Peki bu mutluluğumuzu ya da mutsuzluğumuzu belirleyen isteklerimiz nelerdir diye soracak olursak?
Eminim birçoğumuz maddiyata dayalı bir sürü örneği aklımızdan geçiririz. Kimimize göre daha çok para kazandıran bir iş, daha büyük bir ev, son model bir araba, kimimize göre bir pırlanta veya Gucci marka bir çanta… Bir de maneviyatı olan isteklerimiz vardır. Mutlu bir evlilik, sadık bir eş, sağlıklı çocuklar, huzur. Farkında mısınız insan, hayatına anlam arayan yaratılmış tek canlıdır. Sürekli hayatına anlam katmak ya da hayatın anlamını bulma peşinde koşmak: Bulunca mutlu olacağına inanıyor, oysa hayatın kendisi de anlamı da bir mucizedir ve sadece bu bile mutlu olmak için yeterli bir gerekçe. Ama insanın hayattan beklediği, hep sahip olmak üzere, hayatına anlam katmak ve istediği mutluluğa ulaşma için iyi bir meslek, iyi bir unvan, iyi bir yuva, iyi bir eş kendince doğru ideoloji ve inanç sahibi olmak istiyor. Bütün bunlara sahip olmak için ömrünün yarısını feda ediyor ve mutsuzlukla geçen sahip olma süreci tüm bunlara sahip olduktan sonra da kaybetme kaygısına dönüşüyor. Ömrünün geri kalanına da hakim olan mutsuzluk yanına bir de kaygıyı alınca mutluluk hayal oluyor. Demek ki isteklerimiz ve tutkularımız sınırlı olur ve yeterince gerçekleşirse mutlu olmamız çok kolay. Ama isteklerimiz ve tutkularımız sınırsız olur ve bunların çoğu gerçekleşmezse hayatımıza mutsuzluk hakim olur. Unutmayın bunların tamamı sentetik mutluluğa giden yolda yaşadığımız sahte mutsuzluklarımızdır. Yani gerçek ve doğal değildir bu nedenle uzun ömürlü olmaz.

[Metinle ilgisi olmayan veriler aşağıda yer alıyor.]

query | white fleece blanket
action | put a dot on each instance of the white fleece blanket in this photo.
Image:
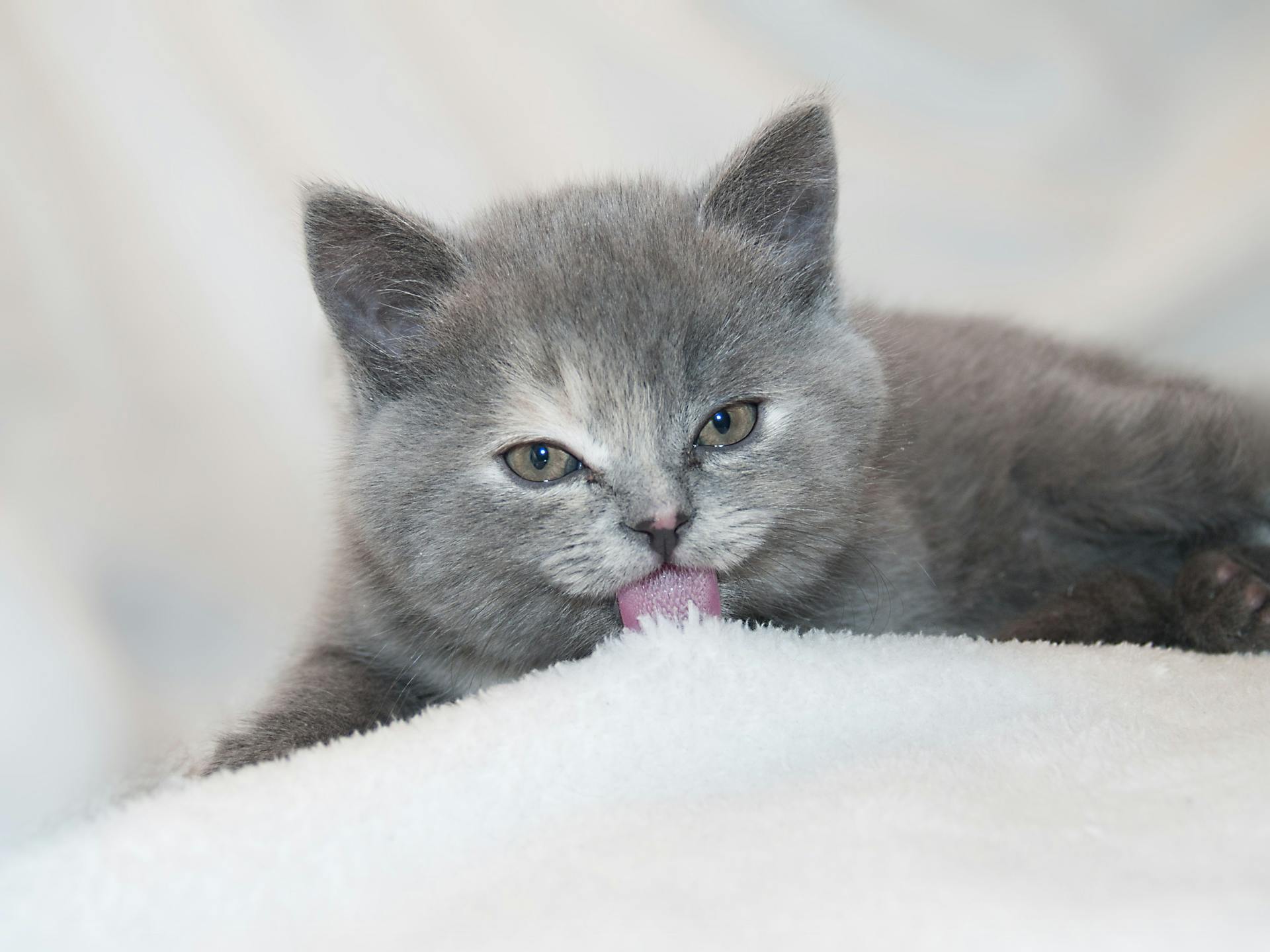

Değerli dostlar turizm haftası dedik konu nerelerden nereye geldi. Bir şeyin altını çizmek gerek bana göre. Yaklaşık bir buçuk yıldır bütün dünya mutsuz.

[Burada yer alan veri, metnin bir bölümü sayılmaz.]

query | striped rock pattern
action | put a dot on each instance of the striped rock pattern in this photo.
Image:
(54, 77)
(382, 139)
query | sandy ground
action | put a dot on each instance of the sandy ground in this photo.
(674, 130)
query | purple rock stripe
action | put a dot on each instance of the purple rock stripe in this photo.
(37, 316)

15 Nisan Dünya Sanat Günü ve Turizm Haftasında ne bakanlık, ne meslek örgütleri ne de STK’lardan herhangi bir açıklama ve sektörü motive edecek bir kelime duyulmadı. Belli ki sözün bittiği noktadayız. Turizmciler kendi aralarında morallerini yüksek tutmaya çalışıyorlar. Elbette bugünler geçecek, arı gibi çalışmaya ve kazanmaya başlayacağımız zamanlar gelecektir. Ama sektör bu zor günlerde yaşadıklarından ciddi bir ders çıkarmalı diye düşünüyorum. Örneğin dün ciddi bir özeleştiri yaptım kendi kendime. Yıllarca korktuk, sustuk, renk vermedik şimdi bedelini ödüyoruz. Tam da budur durum. Bu konuda turizmcilerin çok yol almaları gerekiyor. Muzsuzluktan mutlu olma yollarını bulmamız gerek.

SONUÇ: Aslında daima hatırlamamız gereken şey mutsuzluğun da mutluluk gibi bizim bir duygumuz olduğu gerçeğidir. Bütün duygularımızı yani mutsuzluğumuzu, mutluluğumuzu kucaklama cesaretiniz gösterebilmektir. Yadsımak yerine sahiplenmenin bizi gerçek mutluluğa götüren bir yol olduğunu da bilmemiz gerekir. Mutsuzluğumuzun sebebi nelere sahip olduğumuz, ne kadar başarılı olduğumuz, toplumda kabul görüp görmediğimiz ya da bütün bunlar olurken başımıza ne geldiği değildir. Mutluluğumuzun da mutsuzluğumuzun da bütün kaynağı bizleriz. Bu nedenle referans noktamız kendimiz olmadıkça mutlu olamamız mutlu olma kapasitemizin meselesidir. Her reçete veriyorum diyen kişiye inanmamak gerekir. Mutsuzluklarımızı öncelikle Rabbimize sonra kendimize güvenerek yenebiliriz. Mutlak mutluluğumuza öncelikle kendimizi severek ulaşabiliriz. Kendimizi sevelim ve kendimize değer verelim.